Watch him/her/it build a tall building, watch him/her/it entertain guests, watch his/her/it building collapse. At this time, there must be countless voices in the market starting to question Bitcoin, "Is the halving a scam?" "Is Bitcoin a scam at all?" The people who discuss these topics at this time are basically the same group of people who ask whether they should buy Bitcoin when the market is rising and tout Bitcoin as the path to wealth and freedom.

The market has its ups and downs, and market sentiment will exacerbate these fluctuations. We still believe in the power of blockchain and the investment value of Bitcoin as a commodity.
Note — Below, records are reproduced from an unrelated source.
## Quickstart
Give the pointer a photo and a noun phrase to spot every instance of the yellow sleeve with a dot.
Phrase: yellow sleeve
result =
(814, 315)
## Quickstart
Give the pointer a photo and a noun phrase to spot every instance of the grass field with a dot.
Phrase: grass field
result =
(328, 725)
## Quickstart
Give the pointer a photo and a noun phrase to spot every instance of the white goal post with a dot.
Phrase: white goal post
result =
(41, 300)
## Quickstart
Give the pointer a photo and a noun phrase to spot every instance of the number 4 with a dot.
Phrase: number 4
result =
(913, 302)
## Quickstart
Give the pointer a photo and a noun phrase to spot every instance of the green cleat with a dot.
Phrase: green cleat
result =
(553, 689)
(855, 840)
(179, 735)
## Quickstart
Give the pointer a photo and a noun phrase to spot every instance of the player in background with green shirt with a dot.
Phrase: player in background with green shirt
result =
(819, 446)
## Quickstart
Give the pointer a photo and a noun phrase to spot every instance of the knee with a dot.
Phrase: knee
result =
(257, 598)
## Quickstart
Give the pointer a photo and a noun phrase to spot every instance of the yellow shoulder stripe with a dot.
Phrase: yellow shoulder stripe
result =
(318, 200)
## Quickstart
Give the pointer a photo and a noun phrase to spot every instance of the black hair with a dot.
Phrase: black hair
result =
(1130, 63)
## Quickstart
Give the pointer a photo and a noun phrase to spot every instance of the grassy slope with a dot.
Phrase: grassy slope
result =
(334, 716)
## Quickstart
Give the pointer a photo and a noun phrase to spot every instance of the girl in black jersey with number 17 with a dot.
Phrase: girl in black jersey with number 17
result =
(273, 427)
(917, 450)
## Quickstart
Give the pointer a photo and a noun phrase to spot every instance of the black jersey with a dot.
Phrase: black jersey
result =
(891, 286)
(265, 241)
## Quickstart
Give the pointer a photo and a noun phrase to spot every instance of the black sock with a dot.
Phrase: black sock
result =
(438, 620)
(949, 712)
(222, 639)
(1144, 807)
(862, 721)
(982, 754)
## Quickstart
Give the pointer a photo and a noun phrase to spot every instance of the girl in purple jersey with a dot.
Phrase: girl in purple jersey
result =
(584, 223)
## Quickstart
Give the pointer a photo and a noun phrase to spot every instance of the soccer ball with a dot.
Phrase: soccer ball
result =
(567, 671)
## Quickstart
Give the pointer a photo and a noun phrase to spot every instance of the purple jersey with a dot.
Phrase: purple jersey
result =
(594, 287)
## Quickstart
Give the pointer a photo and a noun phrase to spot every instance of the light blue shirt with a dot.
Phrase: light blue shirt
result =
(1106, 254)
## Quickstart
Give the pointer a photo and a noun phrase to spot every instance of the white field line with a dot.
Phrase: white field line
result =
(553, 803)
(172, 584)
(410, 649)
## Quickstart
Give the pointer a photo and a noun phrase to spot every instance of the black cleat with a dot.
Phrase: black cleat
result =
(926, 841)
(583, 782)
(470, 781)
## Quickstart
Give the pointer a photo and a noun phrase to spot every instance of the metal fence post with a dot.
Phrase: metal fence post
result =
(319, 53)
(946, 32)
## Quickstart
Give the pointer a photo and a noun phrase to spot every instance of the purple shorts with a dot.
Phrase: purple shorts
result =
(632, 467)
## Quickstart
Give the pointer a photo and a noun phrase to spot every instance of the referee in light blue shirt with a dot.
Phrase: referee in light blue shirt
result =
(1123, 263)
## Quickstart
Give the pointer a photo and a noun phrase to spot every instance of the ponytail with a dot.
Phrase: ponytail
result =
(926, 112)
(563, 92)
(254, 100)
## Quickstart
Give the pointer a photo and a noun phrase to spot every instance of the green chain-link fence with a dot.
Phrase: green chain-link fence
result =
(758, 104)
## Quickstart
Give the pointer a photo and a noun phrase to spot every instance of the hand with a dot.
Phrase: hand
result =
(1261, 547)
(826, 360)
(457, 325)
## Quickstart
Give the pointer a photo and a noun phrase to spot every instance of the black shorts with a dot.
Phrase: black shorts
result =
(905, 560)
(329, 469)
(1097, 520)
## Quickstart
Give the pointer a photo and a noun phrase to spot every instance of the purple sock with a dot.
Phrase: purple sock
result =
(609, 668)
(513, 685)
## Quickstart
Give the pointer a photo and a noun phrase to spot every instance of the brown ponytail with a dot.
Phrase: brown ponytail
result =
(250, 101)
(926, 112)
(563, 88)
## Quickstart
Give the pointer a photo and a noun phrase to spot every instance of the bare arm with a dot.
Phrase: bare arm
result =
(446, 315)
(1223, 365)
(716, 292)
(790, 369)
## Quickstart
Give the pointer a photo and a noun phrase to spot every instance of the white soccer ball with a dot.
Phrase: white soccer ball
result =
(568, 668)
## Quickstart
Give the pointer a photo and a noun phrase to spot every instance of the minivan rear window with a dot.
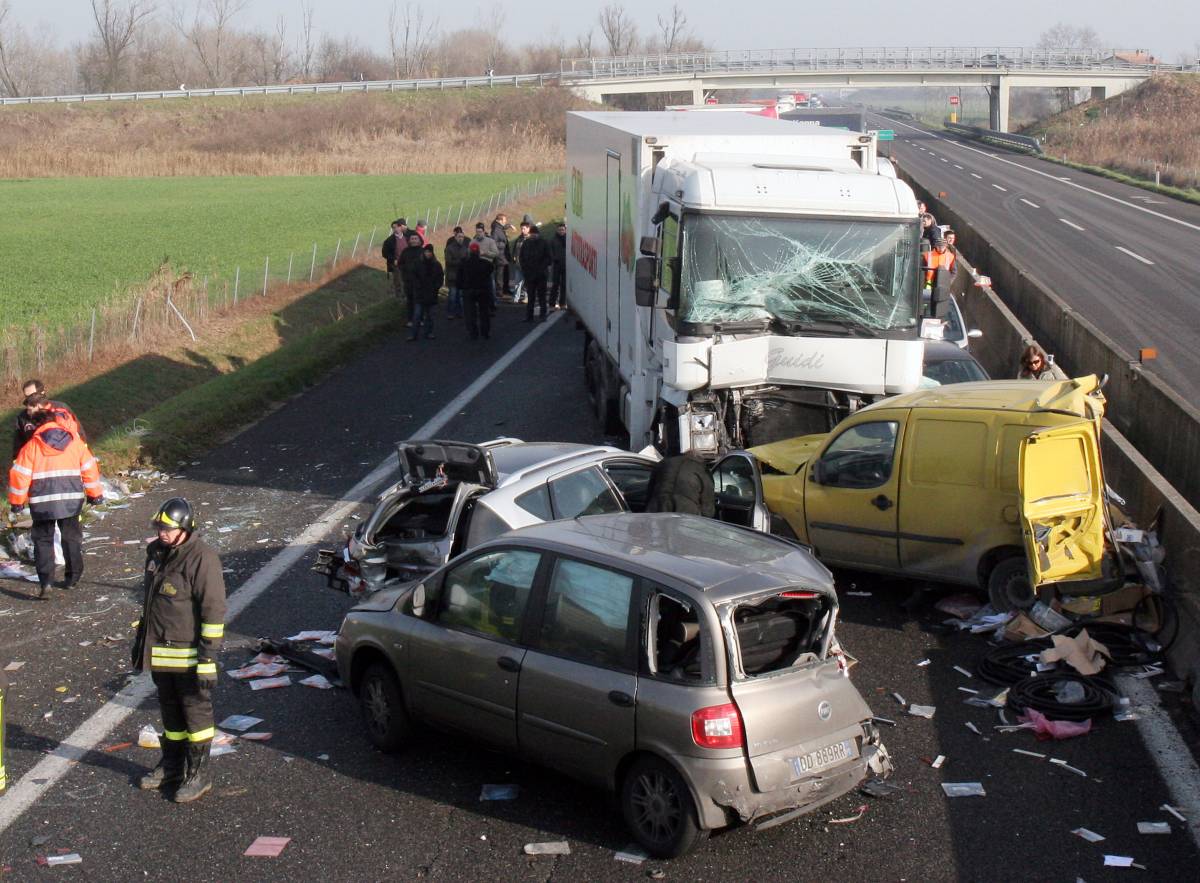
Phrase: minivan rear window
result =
(780, 631)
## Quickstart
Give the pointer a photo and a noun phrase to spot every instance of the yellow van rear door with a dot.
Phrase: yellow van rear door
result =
(1062, 503)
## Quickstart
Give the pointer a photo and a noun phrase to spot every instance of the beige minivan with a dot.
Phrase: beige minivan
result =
(995, 484)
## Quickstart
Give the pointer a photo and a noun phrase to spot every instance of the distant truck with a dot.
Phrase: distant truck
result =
(741, 280)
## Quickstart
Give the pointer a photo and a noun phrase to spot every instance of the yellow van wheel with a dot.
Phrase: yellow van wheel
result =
(1009, 587)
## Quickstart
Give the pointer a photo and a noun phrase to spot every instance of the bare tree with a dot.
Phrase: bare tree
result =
(117, 25)
(207, 29)
(618, 29)
(673, 29)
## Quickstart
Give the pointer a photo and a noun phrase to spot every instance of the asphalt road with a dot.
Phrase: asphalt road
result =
(354, 814)
(1121, 256)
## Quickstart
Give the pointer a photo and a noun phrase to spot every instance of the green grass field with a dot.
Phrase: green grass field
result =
(70, 244)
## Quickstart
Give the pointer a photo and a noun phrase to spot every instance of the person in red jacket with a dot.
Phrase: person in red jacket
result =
(53, 474)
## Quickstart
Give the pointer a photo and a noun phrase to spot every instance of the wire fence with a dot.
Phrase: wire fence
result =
(175, 302)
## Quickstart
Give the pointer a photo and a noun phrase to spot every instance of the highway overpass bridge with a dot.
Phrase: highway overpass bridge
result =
(997, 68)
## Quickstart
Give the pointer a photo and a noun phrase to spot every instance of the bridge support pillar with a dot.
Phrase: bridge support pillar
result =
(997, 106)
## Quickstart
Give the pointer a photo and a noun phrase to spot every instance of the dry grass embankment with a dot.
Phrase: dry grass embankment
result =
(1158, 122)
(480, 130)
In the end, someone will definitely ask, is now a good time to invest in Bitcoin? When is the best time to invest in Bitcoin?

There are always risks in investment. The most important thing about investment is to identify your risk tolerance in advance. Bitcoin is a commodity. After measuring your risk tolerance, investing part of your assets in Bitcoin is also a way of financial management.